Data loaded and splited. Training performed on balanced data. Only 25% of validation data is used.

In [4]:
drop_cols = ["sub_grade", "int_rate", "sub_grade_enc", "grade"]
X_train, y_train = (
    pd.read_pickle("./data/data_train_balanced_mod2.pkl")
    .drop(columns=drop_cols)
    .pipe(X_y_spilt, target="grade_enc")
)
X_val, y_val = (
    pd.read_pickle("./data/data_val_mod2.pkl")
    .pipe(stratified_sample, frac=0.25, col="sub_grade")
    .drop(columns=drop_cols)
    .pipe(X_y_spilt, target="grade_enc")
)
print(f"Number of training instances {X_train.shape[0]}")
print(f"Number of validation instances {X_val.shape[0]}")
print("Target counts for validation:")
print(y_val.value_counts())

Number of training instances 53935
Number of validation instances 59660
Target counts for validation:
grade_enc
1    17682
2    16066
0    14946
3     8480
4     2010
5      402
6       74
Name: count, dtype: int64


A number of different classifiers and regressors are trained and evaluated. Macro averaged mean absolute error is used to compare classifiers and regressors. This metric accounts for class order.

In [6]:
clf = LazyClassifier(
    random_state=42, custom_metric=macro_averaged_mean_absolute_error
)
clf_models, _ = clf.fit(X_train, X_val, y_train, y_val)
clf_models

  0%|          | 0/22 [00:00<?, ?it/s]

 95%|█████████▌| 21/22 [01:33<00:03,  3.62s/it]

[LightGBM] [Info] Auto-choosing row-wise multi-threading, the overhead of testing was 0.001995 seconds.
You can set `force_row_wise=true` to remove the overhead.
And if memory is not enough, you can set `force_col_wise=true`.
[LightGBM] [Info] Total Bins 2751
[LightGBM] [Info] Number of data points in the train set: 53935, number of used features: 31
[LightGBM] [Info] Start training from score -1.945910
[LightGBM] [Info] Start training from score -1.945910
[LightGBM] [Info] Start training from score -1.945910
[LightGBM] [Info] Start training from score -1.945910
[LightGBM] [Info] Start training from score -1.945910
[LightGBM] [Info] Start training from score -1.945910
[LightGBM] [Info] Start training from score -1.945910


100%|██████████| 22/22 [01:36<00:00,  4.38s/it]

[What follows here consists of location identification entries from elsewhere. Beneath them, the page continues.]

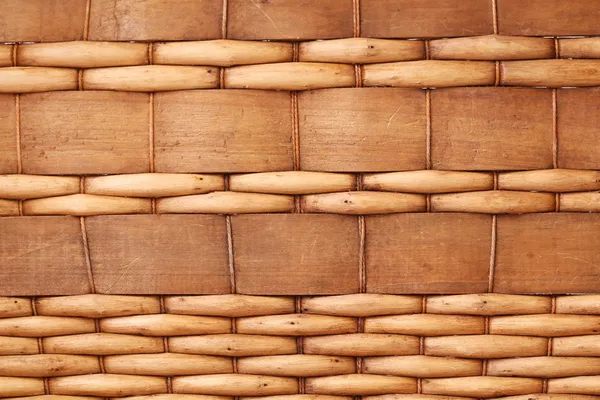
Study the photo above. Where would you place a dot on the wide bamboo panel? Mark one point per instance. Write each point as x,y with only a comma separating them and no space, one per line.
299,200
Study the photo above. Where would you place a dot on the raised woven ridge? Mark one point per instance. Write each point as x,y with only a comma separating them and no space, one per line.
475,345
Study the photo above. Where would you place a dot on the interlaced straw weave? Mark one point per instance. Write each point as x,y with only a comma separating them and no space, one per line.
300,199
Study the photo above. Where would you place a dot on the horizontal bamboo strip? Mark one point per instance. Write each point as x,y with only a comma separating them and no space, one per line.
550,73
290,76
430,73
221,53
550,180
229,305
42,326
586,202
86,204
485,346
362,305
235,385
546,325
46,365
176,396
102,344
107,385
6,55
429,181
426,325
36,186
53,397
494,202
21,386
575,385
10,346
578,346
362,345
482,386
360,385
97,305
292,182
579,48
167,364
489,304
361,51
226,203
298,365
235,345
301,397
153,185
151,78
549,396
297,325
584,304
9,208
82,54
544,367
165,325
364,203
15,307
491,48
422,366
37,79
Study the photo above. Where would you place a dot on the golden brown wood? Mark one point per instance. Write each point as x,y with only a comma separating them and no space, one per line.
135,254
476,128
127,20
290,19
296,254
362,129
492,48
361,51
399,252
33,251
222,131
84,132
529,246
425,18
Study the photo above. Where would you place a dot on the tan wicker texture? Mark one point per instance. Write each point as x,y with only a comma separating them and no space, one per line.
300,199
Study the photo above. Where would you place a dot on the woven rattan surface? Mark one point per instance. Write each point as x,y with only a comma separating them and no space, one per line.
300,199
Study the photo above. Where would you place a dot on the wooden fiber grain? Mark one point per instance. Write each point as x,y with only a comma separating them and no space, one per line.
289,19
548,253
41,20
366,129
308,254
422,253
477,128
548,17
167,254
41,256
153,20
425,18
578,121
222,131
89,132
8,134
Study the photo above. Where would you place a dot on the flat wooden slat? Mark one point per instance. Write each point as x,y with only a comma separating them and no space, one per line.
425,18
153,20
428,253
290,19
367,129
41,256
167,254
296,254
84,132
547,253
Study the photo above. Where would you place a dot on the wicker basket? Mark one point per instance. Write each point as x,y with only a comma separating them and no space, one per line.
206,200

Unnamed: 0_level_0,Accuracy,Balanced Accuracy,ROC AUC,F1 Score,macro_averaged_mean_absolute_error,Time Taken
Model,Unnamed: 1_level_1,Unnamed: 2_level_1,Unnamed: 3_level_1,Unnamed: 4_level_1,Unnamed: 5_level_1,Unnamed: 6_level_1
XGBClassifier,0.42,0.36,,0.43,1.11,2.6
LGBMClassifier,0.43,0.36,,0.44,1.09,2.37
LogisticRegression,0.42,0.36,,0.43,1.13,2.02
LinearDiscriminantAnalysis,0.39,0.35,,0.4,1.09,0.57
AdaBoostClassifier,0.4,0.35,,0.41,1.16,7.36
CalibratedClassifierCV,0.38,0.35,,0.37,1.18,12.11
ExtraTreesClassifier,0.41,0.35,,0.41,1.16,16.56
BernoulliNB,0.38,0.35,,0.39,1.21,0.38
RandomForestClassifier,0.42,0.34,,0.43,1.16,25.1
RidgeClassifier,0.34,0.33,,0.29,1.34,0.38


In [7]:
reg = LazyRegressor(
    random_state=42, custom_metric=reg_macro_averaged_mean_absolute_error
)
reg_models, predictions = reg.fit(X_train, X_val, y_train, y_val)
reg_models

  0%|          | 0/34 [00:00<?, ?it/s]

 97%|█████████▋| 33/34 [01:42<00:00,  1.41it/s]

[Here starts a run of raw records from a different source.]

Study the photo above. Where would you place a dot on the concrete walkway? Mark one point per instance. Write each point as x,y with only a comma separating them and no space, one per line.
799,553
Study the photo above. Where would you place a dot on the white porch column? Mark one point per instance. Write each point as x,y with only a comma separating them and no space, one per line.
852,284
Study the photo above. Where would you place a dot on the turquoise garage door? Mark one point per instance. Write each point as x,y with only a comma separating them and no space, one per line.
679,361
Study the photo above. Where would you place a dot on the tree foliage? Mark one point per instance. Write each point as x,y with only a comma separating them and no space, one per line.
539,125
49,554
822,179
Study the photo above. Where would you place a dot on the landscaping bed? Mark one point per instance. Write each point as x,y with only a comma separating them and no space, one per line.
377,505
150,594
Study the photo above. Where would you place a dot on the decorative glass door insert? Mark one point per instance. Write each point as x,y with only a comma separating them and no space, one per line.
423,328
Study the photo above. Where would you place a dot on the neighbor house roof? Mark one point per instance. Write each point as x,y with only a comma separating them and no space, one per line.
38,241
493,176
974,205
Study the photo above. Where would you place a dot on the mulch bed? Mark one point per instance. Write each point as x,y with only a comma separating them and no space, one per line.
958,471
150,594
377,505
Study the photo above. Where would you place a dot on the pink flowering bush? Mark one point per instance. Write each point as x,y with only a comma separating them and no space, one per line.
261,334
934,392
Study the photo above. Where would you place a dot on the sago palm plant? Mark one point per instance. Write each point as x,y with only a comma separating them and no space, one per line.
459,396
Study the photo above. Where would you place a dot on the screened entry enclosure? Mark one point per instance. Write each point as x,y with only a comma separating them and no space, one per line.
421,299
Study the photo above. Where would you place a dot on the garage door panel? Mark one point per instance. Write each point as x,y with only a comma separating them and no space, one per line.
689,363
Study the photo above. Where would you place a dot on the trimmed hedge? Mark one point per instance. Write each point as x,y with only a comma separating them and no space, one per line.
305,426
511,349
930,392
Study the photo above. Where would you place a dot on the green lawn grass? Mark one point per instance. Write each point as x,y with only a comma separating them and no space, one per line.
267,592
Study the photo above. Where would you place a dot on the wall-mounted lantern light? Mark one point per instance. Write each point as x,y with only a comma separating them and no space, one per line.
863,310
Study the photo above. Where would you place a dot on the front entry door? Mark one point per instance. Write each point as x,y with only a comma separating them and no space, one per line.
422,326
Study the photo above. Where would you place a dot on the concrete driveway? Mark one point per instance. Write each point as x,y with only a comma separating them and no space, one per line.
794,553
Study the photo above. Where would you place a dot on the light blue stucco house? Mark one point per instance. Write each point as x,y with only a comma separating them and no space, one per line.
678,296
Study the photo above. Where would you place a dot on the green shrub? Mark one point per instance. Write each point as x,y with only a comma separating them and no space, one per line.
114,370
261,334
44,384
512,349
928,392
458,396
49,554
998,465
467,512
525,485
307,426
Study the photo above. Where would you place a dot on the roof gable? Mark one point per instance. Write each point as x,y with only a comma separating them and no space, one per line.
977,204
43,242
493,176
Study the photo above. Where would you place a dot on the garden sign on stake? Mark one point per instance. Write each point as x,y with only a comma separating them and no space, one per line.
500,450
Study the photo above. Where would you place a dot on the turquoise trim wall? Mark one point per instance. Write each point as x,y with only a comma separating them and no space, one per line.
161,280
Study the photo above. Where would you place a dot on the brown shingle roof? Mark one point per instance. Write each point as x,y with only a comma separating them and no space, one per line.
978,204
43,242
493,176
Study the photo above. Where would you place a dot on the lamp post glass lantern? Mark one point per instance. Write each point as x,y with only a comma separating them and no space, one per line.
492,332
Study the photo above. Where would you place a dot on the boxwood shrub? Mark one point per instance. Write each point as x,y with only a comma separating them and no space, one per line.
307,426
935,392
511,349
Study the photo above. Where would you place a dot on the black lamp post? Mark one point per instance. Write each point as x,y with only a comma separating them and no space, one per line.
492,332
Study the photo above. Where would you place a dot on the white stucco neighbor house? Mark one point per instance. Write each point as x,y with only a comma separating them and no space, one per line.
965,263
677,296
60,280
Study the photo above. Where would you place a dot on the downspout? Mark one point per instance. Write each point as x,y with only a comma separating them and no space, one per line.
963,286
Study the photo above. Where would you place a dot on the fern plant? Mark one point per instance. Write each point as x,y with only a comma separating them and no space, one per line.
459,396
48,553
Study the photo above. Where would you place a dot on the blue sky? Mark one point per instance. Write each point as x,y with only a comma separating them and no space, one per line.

[LightGBM] [Info] Auto-choosing col-wise multi-threading, the overhead of testing was 0.003036 seconds.
You can set `force_col_wise=true` to remove the overhead.
[LightGBM] [Info] Total Bins 2751
[LightGBM] [Info] Number of data points in the train set: 53935, number of used features: 31
[LightGBM] [Info] Start training from score 3.000000


100%|██████████| 34/34 [01:43<00:00,  3.04s/it]

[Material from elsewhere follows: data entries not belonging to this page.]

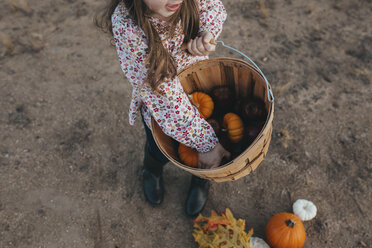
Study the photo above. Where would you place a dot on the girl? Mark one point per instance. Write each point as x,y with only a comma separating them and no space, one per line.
148,35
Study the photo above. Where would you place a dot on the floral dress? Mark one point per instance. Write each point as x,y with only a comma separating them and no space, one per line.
169,105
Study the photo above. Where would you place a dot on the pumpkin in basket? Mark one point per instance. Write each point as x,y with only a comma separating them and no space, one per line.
285,230
234,127
188,155
203,102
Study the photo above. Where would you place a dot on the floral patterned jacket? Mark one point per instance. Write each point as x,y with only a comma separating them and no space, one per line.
169,105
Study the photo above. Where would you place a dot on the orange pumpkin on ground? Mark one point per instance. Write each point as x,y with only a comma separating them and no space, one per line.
203,102
234,127
285,230
188,155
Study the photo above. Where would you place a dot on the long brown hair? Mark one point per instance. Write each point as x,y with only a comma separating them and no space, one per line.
161,63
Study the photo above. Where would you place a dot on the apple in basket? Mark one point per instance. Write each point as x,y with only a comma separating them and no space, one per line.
215,125
251,109
223,98
252,131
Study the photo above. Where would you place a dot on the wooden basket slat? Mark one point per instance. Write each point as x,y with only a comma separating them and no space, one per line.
244,83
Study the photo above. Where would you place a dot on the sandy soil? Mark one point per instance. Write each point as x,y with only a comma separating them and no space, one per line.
70,162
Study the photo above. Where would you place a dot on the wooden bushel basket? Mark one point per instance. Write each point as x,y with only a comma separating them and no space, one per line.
247,82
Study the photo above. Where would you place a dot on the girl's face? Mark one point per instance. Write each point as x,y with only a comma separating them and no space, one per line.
163,9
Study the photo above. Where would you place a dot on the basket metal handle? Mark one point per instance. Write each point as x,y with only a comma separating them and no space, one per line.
270,95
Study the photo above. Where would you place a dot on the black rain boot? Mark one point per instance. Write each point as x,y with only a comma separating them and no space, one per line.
153,179
197,196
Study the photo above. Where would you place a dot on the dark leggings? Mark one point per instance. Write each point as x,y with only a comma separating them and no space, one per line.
152,148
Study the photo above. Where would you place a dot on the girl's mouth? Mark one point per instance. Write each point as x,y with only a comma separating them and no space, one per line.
173,7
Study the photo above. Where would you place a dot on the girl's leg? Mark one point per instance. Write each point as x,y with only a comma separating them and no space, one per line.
153,163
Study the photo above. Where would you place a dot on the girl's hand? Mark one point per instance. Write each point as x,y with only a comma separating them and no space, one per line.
212,159
200,46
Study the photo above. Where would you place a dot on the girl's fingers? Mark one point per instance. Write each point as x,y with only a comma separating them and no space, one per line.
200,45
195,48
207,37
189,45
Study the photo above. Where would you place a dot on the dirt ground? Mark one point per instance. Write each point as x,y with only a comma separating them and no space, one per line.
70,162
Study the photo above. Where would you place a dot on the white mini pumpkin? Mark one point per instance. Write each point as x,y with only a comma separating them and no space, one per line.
304,209
258,243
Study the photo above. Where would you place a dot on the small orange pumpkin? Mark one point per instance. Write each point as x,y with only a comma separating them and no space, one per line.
188,155
203,102
285,230
234,126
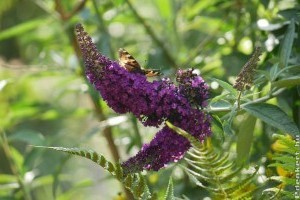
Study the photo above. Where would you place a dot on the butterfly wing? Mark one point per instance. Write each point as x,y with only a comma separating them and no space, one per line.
130,64
152,72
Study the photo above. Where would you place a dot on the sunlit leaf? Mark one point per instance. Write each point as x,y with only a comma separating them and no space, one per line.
273,116
244,139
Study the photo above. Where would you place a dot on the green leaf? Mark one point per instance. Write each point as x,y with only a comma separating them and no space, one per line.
273,116
185,134
170,190
226,86
21,28
89,154
287,45
244,140
289,82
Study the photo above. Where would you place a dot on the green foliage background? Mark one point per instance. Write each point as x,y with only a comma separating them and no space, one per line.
45,101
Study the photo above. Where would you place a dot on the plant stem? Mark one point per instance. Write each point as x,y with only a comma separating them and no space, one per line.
259,100
103,29
13,166
150,31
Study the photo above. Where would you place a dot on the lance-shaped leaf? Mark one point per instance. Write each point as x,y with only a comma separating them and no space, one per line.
273,116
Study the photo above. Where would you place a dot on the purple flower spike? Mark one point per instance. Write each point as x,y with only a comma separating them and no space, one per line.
152,103
167,146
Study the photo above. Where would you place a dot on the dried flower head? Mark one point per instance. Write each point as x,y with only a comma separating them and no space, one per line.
245,77
192,87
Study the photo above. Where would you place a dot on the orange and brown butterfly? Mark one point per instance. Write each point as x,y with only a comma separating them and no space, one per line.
130,64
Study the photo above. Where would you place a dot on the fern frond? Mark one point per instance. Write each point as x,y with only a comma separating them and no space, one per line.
214,171
134,182
285,162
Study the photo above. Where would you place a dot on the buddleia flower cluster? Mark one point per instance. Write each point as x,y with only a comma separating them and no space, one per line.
152,103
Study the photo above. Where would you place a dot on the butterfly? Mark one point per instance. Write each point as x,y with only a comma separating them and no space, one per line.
130,64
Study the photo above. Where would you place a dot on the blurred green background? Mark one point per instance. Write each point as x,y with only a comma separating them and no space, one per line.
45,101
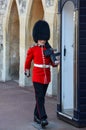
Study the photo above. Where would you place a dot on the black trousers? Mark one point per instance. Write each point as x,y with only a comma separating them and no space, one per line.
40,92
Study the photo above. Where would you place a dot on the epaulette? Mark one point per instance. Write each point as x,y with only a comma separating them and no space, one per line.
35,44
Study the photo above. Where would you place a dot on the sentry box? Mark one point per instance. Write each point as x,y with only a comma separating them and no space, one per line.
71,102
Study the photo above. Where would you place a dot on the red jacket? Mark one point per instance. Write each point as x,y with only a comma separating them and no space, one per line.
39,74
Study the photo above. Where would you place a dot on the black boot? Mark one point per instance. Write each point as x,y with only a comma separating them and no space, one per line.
37,120
44,123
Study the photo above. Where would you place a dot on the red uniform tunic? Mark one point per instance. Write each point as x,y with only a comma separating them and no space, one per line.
39,74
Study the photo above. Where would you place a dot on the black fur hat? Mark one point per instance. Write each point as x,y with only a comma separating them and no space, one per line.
41,31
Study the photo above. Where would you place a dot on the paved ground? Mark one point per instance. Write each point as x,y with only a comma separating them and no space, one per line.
17,105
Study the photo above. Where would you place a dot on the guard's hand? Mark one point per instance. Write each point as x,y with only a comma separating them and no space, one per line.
57,62
27,73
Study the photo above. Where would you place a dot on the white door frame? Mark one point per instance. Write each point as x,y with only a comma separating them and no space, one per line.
67,56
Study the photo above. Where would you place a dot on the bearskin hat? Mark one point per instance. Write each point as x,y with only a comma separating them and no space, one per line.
41,31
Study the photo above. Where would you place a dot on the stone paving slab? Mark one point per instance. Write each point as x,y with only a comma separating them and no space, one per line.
17,106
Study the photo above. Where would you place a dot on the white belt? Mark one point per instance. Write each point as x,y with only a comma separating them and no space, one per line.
41,65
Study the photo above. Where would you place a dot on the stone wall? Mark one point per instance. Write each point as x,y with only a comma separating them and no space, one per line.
3,5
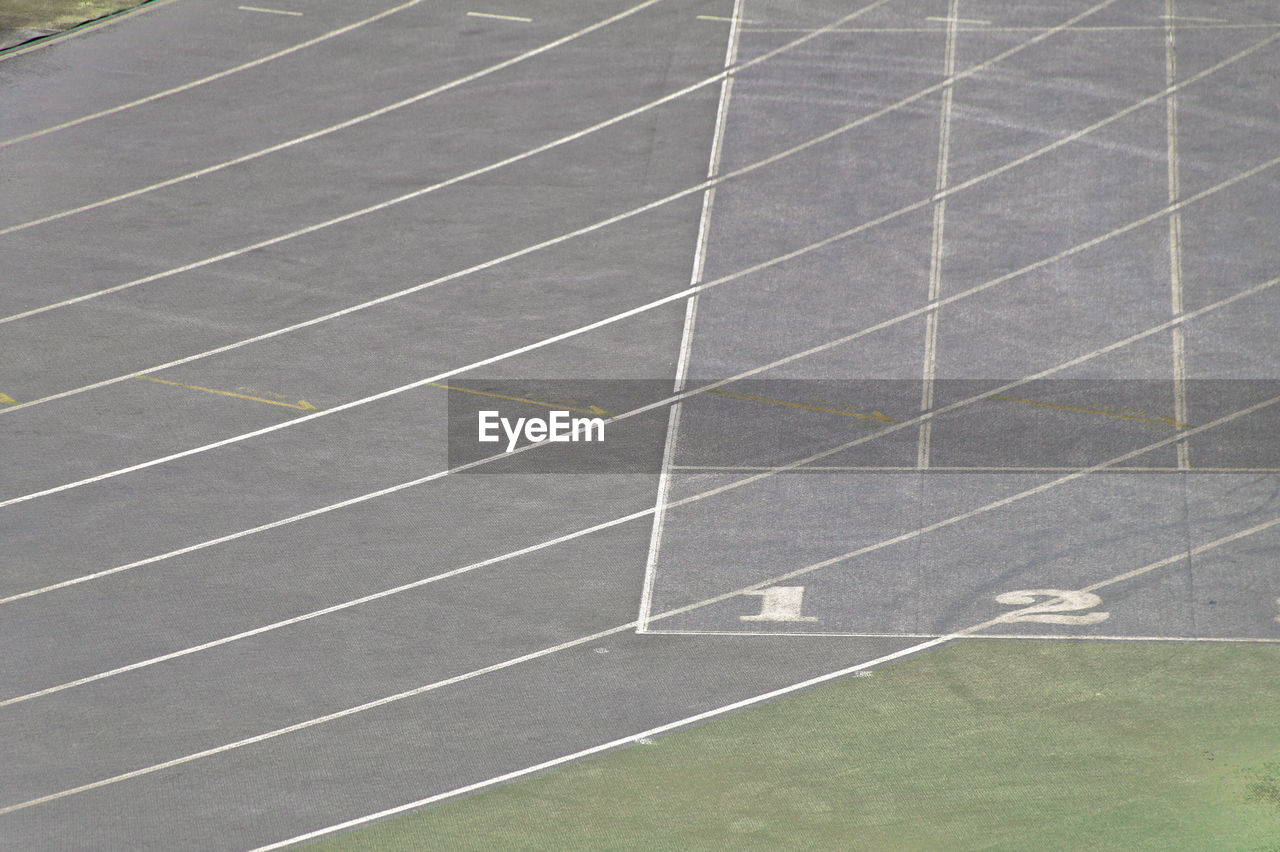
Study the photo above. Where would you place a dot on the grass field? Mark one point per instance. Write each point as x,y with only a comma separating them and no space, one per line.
984,743
56,15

Unnamed: 0_level_0,Adjusted R-Squared,R-Squared,RMSE,Time Taken,reg_macro_averaged_mean_absolute_error
Model,Unnamed: 1_level_1,Unnamed: 2_level_1,Unnamed: 3_level_1,Unnamed: 4_level_1,Unnamed: 5_level_1
PoissonRegressor,-0.09,-0.09,1.21,0.37,1.3
LGBMRegressor,-0.11,-0.11,1.22,0.69,1.33
HistGradientBoostingRegressor,-0.12,-0.12,1.22,1.51,1.35
GradientBoostingRegressor,-0.12,-0.12,1.22,21.77,1.33
HuberRegressor,-0.17,-0.17,1.25,1.54,1.35
XGBRegressor,-0.18,-0.18,1.25,0.7,1.38
LinearSVR,-0.18,-0.18,1.26,9.32,1.36
TransformedTargetRegressor,-0.19,-0.19,1.26,0.32,
LinearRegression,-0.19,-0.19,1.26,0.3,
Ridge,-0.19,-0.19,1.26,0.26,


## Outcome

For ordered classification, simple multi classification approach is more suitable than regression. LGBMClassifier has the lowest macro-averaged mean absolute error and is chosen for further tuning to predict loan grades.